Thread: Suboptimal query plan when using expensive BCRYPT functions
Hi there, I've got a relatively simple query that contains expensive BCRYPT functions that gets optimized in a way that causes postgres to compute more bcrypt hashes than necessary, thereby dramatically slowing things down. In a certain part of our application we need to lookup users by their username, email address and password. Now we don't store plaintext passwords and so the query needs to compute bcrypt hashes on the fly: SELECT DISTINCT u.* FROM auth_user u JOIN bb_userprofile p ON p.user_id = u.id JOIN bb_identity i ON i.profile_id = p.id WHERE ( ( u.username ILIKE 'detkin' OR i.email ILIKE 'foo@example.com' ) AND ( SUBSTRING(password FROM 8) = CRYPT( 'detkin', SUBSTRING(password FROM 8)) ) ) These queries are generated by a parser that translates from an external query language to SQL run on the database. This test db contains 12 user records. With a single bcrypt hash taking ~300ms to compute, this is a recipe for disaster and so the app only allows queries that require only a very small number of bcrypt computation. E.g. the user must always "AND" the password lookup with a clause like " username = 'foo' AND password = 'bar'" (username is unique). However, while the query above technically only needs to compute 1 hash (there is a user 'detkin' and email 'foo@example.com' does not exist), it instead creates a query plan that computes hashes *before* filtering on username and email, leading to 12 hash computations and a very slow query. The EXPLAIN (ANALYZE, BUFFERS) is here: http://explain.depesz.com/s/yhE The schemas for the 3 tables involved are here: http://pgsql.privatepaste.com/f72020ad0a As a quick experiment I tried moving the joins and email lookup into a nested IN query, but that still generates a plan that computes hashes for all 12 users, before picking out the 1 whose username matches. Is there any way I can get postgres to perform the hash calculations on the *result* of the other parts of the where clause, instead of the other way around? Or else rewrite the query? Cheers, Erik
On Fri, Mar 21, 2014 at 5:59 PM, Erik van Zijst <erik.van.zijst@gmail.com> wrote:
Hi there,
I've got a relatively simple query that contains expensive BCRYPT
functions that gets optimized in a way that causes postgres to compute
more bcrypt hashes than necessary, thereby dramatically slowing things
down.
In a certain part of our application we need to lookup users by their
username, email address and password. Now we don't store plaintext
passwords and so the query needs to compute bcrypt hashes on the fly:
SELECT DISTINCT u.*
FROM auth_user u
JOIN bb_userprofile p ON p.user_id = u.id
JOIN bb_identity i ON i.profile_id = p.id
WHERE
(
(
u.username ILIKE 'detkin'
OR
i.email ILIKE 'foo@example.com'
)
AND
(
SUBSTRING(password FROM 8) = CRYPT(
'detkin', SUBSTRING(password FROM 8))
)
)
These queries are generated by a parser that translates from an
external query language to SQL run on the database. This test db
contains 12 user records.
With a single bcrypt hash taking ~300ms to compute, this is a recipe
for disaster and so the app only allows queries that require only a
very small number of bcrypt computation.
E.g. the user must always "AND" the password lookup with a clause like
" username = 'foo' AND password = 'bar'" (username is unique).
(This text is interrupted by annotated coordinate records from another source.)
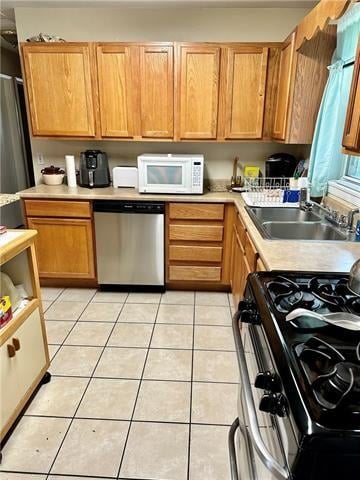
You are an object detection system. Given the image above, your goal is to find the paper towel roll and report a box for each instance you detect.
[65,155,76,187]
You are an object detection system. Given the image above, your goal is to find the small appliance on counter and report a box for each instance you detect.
[265,153,297,178]
[138,153,204,194]
[41,165,65,185]
[113,167,139,188]
[80,150,110,188]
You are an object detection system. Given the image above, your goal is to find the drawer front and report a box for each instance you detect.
[169,245,223,262]
[169,265,221,282]
[169,225,224,242]
[235,214,246,249]
[25,200,91,218]
[169,203,224,220]
[245,234,259,272]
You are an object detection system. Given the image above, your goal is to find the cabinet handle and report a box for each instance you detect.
[7,343,16,358]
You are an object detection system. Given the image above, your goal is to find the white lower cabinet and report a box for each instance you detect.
[0,308,47,432]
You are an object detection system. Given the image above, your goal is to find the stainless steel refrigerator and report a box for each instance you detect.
[0,74,34,228]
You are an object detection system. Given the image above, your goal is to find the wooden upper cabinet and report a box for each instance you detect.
[272,25,336,144]
[273,32,295,140]
[22,43,95,137]
[343,42,360,155]
[176,44,221,140]
[96,43,137,138]
[221,45,269,139]
[139,45,174,138]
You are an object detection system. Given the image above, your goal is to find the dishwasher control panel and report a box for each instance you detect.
[93,200,165,214]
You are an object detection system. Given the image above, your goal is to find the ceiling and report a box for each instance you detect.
[1,0,318,10]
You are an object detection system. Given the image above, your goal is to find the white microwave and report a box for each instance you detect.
[138,154,204,194]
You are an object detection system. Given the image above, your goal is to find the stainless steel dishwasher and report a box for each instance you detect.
[94,200,165,290]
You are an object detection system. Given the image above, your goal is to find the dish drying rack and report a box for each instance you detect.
[242,177,299,207]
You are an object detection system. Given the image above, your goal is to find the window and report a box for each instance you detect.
[329,155,360,207]
[344,156,360,184]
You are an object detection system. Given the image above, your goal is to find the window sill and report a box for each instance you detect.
[328,180,360,207]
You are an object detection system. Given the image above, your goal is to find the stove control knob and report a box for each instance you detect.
[255,371,282,393]
[259,393,288,417]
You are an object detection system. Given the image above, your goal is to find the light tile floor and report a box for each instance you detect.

However, while the query above technically only needs to compute 1
hash (there is a user 'detkin' and email 'foo@example.com' does not
exist), it instead creates a query plan that computes hashes *before*
filtering on username and email, leading to 12 hash computations and a
very slow query.
The EXPLAIN (ANALYZE, BUFFERS) is here: http://explain.depesz.com/s/yhE
The schemas for the 3 tables involved are here:
http://pgsql.privatepaste.com/f72020ad0a
As a quick experiment I tried moving the joins and email lookup into a
nested IN query, but that still generates a plan that computes hashes
for all 12 users, before picking out the 1 whose username matches.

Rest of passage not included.